Laiklik ve Sekülerleşme

Dilimize Fransızcadan geçen ‘laik” sözcüğü eski kullanımında rahipler sınıfına üye olmayan anlamına geliyordu. Zamanla devlet ve din arasındaki ilişkileri anlatmak için kullanılmaya başlandı. Laiklik, Türk Devrimi’nin temel ilkelerindendir. Laik devlette kişiler din, vicdan, inanç hürriyetine sahiptir. Laiklik, din ve devlet işlerinin birbirinden ayrılması, dinin devlet idaresine karıştırılmaması anlamına gelir. Laik devlette, eğitim kurumları ve eğitimin içeriği din kurallarına göre düzenlenemez.

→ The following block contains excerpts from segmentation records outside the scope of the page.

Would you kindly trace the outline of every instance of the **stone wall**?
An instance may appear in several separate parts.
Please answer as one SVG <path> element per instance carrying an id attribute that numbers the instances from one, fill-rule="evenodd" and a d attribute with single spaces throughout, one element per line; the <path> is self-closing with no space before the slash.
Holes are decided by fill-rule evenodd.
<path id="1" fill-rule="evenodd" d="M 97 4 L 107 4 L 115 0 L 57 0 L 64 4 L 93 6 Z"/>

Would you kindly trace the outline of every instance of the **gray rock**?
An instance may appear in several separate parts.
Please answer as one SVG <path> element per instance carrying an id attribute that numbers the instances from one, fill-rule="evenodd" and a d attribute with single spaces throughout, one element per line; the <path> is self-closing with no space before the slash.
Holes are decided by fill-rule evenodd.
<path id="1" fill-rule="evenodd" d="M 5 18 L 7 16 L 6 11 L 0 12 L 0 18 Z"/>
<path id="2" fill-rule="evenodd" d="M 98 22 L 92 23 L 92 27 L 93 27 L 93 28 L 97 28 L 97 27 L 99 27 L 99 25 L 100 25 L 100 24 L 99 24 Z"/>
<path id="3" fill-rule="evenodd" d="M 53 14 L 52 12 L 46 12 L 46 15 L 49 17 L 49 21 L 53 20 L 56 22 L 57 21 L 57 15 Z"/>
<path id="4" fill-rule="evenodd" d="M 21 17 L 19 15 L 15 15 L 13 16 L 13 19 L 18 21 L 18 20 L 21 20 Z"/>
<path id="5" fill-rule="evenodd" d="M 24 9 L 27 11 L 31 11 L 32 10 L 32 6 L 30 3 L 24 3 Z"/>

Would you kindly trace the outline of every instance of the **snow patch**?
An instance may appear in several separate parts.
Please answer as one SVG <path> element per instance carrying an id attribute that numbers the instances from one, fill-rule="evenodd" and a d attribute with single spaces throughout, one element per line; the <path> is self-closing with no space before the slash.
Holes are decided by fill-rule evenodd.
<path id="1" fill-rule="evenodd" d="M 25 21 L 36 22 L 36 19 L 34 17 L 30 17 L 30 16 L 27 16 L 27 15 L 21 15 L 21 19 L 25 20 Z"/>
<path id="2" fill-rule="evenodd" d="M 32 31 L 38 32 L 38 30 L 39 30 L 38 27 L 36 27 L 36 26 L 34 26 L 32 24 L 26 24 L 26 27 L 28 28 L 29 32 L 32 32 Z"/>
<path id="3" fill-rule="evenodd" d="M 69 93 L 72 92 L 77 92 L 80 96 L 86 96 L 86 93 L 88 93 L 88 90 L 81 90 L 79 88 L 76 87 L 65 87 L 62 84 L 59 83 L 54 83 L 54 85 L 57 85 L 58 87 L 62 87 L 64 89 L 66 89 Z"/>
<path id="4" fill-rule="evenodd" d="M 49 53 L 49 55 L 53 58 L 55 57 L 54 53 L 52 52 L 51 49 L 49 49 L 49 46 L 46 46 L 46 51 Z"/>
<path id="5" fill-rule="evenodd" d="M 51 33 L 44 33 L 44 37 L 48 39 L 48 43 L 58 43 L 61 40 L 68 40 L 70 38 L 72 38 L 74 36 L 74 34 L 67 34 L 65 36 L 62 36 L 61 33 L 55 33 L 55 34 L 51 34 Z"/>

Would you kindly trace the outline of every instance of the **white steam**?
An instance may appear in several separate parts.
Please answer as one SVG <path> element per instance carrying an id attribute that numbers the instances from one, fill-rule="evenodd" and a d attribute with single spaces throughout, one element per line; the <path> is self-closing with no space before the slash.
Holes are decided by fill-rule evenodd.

Sekülerleşme kavramı ise Weber’den itibaren farklı kuramcılar tarafından sosyoloji literatüründe pek çok farklı anlama gelecek biçimde kullanılmıştır. Sosyoloji Sözlüğü’nde tanımlandığı hâliyle sekülerleşme, özellikle modern sanayi toplumlarında dinsel inançların, pratiklerin ve kurumların toplumsal önemlerini yitirdikleri bir süreç olarak değerlendirilebilir. Bazı sosyologlara göre modern toplumlarda, kentleşme, kültürel çoğulculuk ve dünyanın bilimsel yollarla anlaşılmasının yayılması gibi olgular sonucunda büyük bir sekülerleşme, başka bir deyişle, dinsel gerileme süreci yaşanmıştır. Ancak, dinin temelinden sarsılmış olmasından çok sadece dönüşmüş olduğunu ileri süren sosyologlar, bu teze karşı çıkmışlardır. Max Weber’e göre sekülerleşme, modern toplumda rasyonelleşmeye doğru giden süreçtir. Çağdaş sosyologlardan Bryan Wilson ise sekülerleşmeyi “dini düşünce, pratik ve kurumların toplumsal önemini yitirdiği süreç” olarak tanımlamaktadır. Sekülerleşmenin evrensel ve hatta kaçınılmaz bir süreç olduğunu savunan savunan Bryon Wilson’a göre ise, sekülerleşme insan toplumunda gerçekleşen uzun vadeli bir süreçtir. Ancak, sekülerleşmenin kendini gösterdiği güncel örüntüler kültürel ve tarihsel olarak her bir bağlama göre değişecektir. Dünyanın farklı bölgelerinde dinin toplumdaki değişimlerin doğasına ve derecesine etkisi büyük farklılık göstermektedir.

İdeoloji Nedir?

Marshall’ın Sosyoloji Sözlüğü’nde de belirtilmiş olduğu gibi, ideoloji kavramının oldukça uzun, karmaşık ve zengin bir tarihi vardır. Sosyolojik bir kavram olarak ise ideoloji Karl Marx’ın çalışmaları ile gündeme gelmiştir. Marx’tan yola çıkıldığında ideoloji kavramına ilişkin iki temel sava ulaşılır. Bunlardan ilki, fikirler alanının ekonomi alanından ayrılamayacağı ve ekonomi alanı tarafından belirlendiği varsayımıdır. Diğeri ise bazı egemen fikirleri ideolojik kılan şeyin, bu fikirlerin şeyleri egemen sınıfın yararına olarak gizledikleri görüşüdür. Weber ve Marx’tan etkilenen Georg Lukács yanlış bilinç kuramını geliştirirken Durkheim ve yapısalcı gelenekten yararlanan Louis Althusser ‘hayali ilişki’ olarak bir ideolojik ilişki anlayışı ortaya atmıştır. Yanlış bilinç, gerçekliğin işçi sınıfı tarafından kendi çıkarlarına göre değil, egemen sınıfın çıkarlarına göre kavranmasıdır. İdeolojinin “yanlış bilinçlilik” biçimi olduğunu reddeden Althusser’e göre ideolojiyi “çarpıtan bir mercek” olarak görmekten vazgeçmek gerekir. Bunun yerine vurgulanması gereken, ideolojinin “gerçekliğin kurucu bir ögesi” olduğu düşüncesidir. Althusser, ideolojinin verili toplumsal pratiklere özgü, belli bir toplumsal gerçeklik olarak anlaşılması gerektiğini vurgulamaktadır.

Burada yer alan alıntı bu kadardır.